Hay recuerdos que han logrado calar para siempre en nuestro espíritu, sin que ningún otro los haya podido borrar. Entre los míos se encuentran los de mi madre cuando fue maestra nocturna. La escuela estaba al norte de Guayaquil y yo tenía unos cinco años de edad. Íbamos y veníamos en tranvía. Durante la ida hacia la escuela, yo saltaba en brazos de la madre complaciente, y al regreso luchaba por emerger de las olas del sueño, arrullado por la campanilla del carromato eléctrico.
Seguro que allí nació mi devoción por el magisterio y mi rechazo a los olvidos y desamores que le prodiga el Estado.

Talvez por ello me duele tanto la emergencia triste que enfrentan las escuelas de la noche, en trance de desaparición, cerrando sus puertas por falta de alumnos. Su situación extrema, que pudiera compararse con la del condenado a muerte.
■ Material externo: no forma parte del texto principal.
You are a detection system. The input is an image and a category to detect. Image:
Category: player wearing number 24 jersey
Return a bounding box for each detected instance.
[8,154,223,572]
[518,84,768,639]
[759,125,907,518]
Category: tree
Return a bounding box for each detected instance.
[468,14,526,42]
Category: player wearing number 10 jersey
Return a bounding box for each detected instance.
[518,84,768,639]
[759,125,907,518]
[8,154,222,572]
Este final trae consigo una paradoja que movería a risa si no inclinara al llanto.
Todos los ecuatorianos coincidimos que hacen falta más escuelas, pues solamente la educación podría sacarnos del subdesarrollo, la dependencia y la miseria. Pero en vez de multiplicar los centros educativos fiscales, barremos con los que tienen mayor trascendencia social, mayor proyección popular.

Las escuelas nocturnas nacieron como respuesta a una necesidad social. Un gran sector de niños de nuestra ciudad se queda al margen del estudio porque la pobreza obliga a los menores a trabajar. No hay lugar para ellos en sus hogares si no aportan económicamente al sustento de la familia.

Pese a prohibirlo la ley, numerosos menores trabajan en tareas domésticas y artesanales de las ciudades así como en labores agrícolas del campo. En este último terreno es donde se explota en mayor escala su fuerza de trabajo y se expone a los organismos del pequeño a mayores exigencias y riesgos de salud.

Para ellos y también para los adultos que estaban al margen de la educación, nació la escuela nocturna. Pero su crisis mayor no es de hoy, sino que venía arrastrándose desde hace varios años, a causa del desamor con que la han tratado los poderes públicos. En vez de brindarles el trato preferencial que merecen, olvidaron el mantenimiento de sus locales y aulas, a las que no dotaron de material educativo acorde con el avance de la ciencia y la técnica y olvidaron al alumno y sus necesidades básicas de recibir un alimento gratuito en el curso de su jornada extraordinaria de esfuerzo. Pero no todo ha sido indiferencia ante el cierre de numerosas escuelas por falta de estudiantes. Los maestros han hecho y siguen haciendo lo posible por recuperar el alumnado perdido. Ahora, el Estado tiene la palabra. No debe perderse sin pena ni gloria una institución tan importante como la escuela nocturna.